65% concept being misused to support argument schools are overfunding

We’ve said this multiple times and find this shows that our governor and the Kansas Chamber of Commerce do not support our schools but instead throw out this worn out, refuted talking point to argue for cuts to schools and support for public funding of non-public schools.

“So where did O’Neal and Brownback come up with the 55 percent? Instead of comparing classroom spending with a district’s operating budget, as the ’65 Percent Solution’ dictated and as state lawmakers said when they debated and passed the statute, they compare it with total spending, including pensions and capital expenditures (which by law can’t be spent ‘in the classroom’). In other words, they moved the goalpost.

“But the larger question is whether the goal should even matter.

“There is no research showing a relationship between the 65 percent threshold and improved student outcomes. It’s a made-up, unscientific target.

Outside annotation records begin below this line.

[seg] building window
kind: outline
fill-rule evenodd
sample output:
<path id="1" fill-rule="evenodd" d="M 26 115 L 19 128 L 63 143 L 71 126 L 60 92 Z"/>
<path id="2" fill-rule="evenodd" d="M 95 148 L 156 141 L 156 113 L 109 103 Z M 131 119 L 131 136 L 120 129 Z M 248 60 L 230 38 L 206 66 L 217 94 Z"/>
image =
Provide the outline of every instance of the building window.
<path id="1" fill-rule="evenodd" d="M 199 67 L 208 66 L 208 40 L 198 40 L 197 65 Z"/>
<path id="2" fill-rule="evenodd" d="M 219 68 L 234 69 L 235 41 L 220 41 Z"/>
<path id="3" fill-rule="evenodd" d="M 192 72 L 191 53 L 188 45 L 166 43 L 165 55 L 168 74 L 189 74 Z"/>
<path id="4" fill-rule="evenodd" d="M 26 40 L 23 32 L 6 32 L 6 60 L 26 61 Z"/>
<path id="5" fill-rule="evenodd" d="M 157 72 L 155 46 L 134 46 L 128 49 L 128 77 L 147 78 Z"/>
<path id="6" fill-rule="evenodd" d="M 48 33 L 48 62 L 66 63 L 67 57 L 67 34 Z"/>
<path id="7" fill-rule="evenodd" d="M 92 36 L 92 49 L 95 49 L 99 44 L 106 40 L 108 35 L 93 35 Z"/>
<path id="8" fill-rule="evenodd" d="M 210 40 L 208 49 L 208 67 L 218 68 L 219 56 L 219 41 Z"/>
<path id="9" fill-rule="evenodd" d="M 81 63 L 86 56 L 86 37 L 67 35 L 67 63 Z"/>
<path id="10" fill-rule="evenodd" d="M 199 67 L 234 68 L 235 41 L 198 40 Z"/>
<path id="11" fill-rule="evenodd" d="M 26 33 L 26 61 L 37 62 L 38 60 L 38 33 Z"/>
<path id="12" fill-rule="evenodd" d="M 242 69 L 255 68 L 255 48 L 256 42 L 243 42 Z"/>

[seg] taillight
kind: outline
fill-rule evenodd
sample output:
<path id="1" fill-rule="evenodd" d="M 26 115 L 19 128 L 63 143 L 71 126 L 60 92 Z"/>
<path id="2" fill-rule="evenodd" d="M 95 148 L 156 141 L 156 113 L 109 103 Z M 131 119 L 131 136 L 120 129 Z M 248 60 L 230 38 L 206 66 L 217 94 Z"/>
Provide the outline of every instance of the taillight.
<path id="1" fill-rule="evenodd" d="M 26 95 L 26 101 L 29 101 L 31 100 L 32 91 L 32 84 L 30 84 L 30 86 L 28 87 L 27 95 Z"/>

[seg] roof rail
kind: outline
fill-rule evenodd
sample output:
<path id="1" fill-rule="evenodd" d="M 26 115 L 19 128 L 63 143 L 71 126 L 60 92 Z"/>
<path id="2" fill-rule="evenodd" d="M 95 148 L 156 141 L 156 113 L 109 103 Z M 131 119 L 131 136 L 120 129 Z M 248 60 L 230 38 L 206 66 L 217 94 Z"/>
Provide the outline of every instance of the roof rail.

“That’s likely why the 65 percent movement quickly disappeared from the political scene. In fact, the website of the group pushing the reform has been inactive since 2009.

“Even a school efficiency task force that Brownback created questioned the relevance of the goal.

“’The 65 percent is really an arbitrary number, and there’s no science behind the fact that it either does or does not provide an optimal education for kids,’ Ken Willard, the chairman of the task force and a Kansas State Board of Education member, told state lawmakers in 2013.

“So why do O’Neal and Brownback still cite the discredited goal while also moving the goalpost? Because it supports their political narrative that schools are inefficient and don’t need more funding.”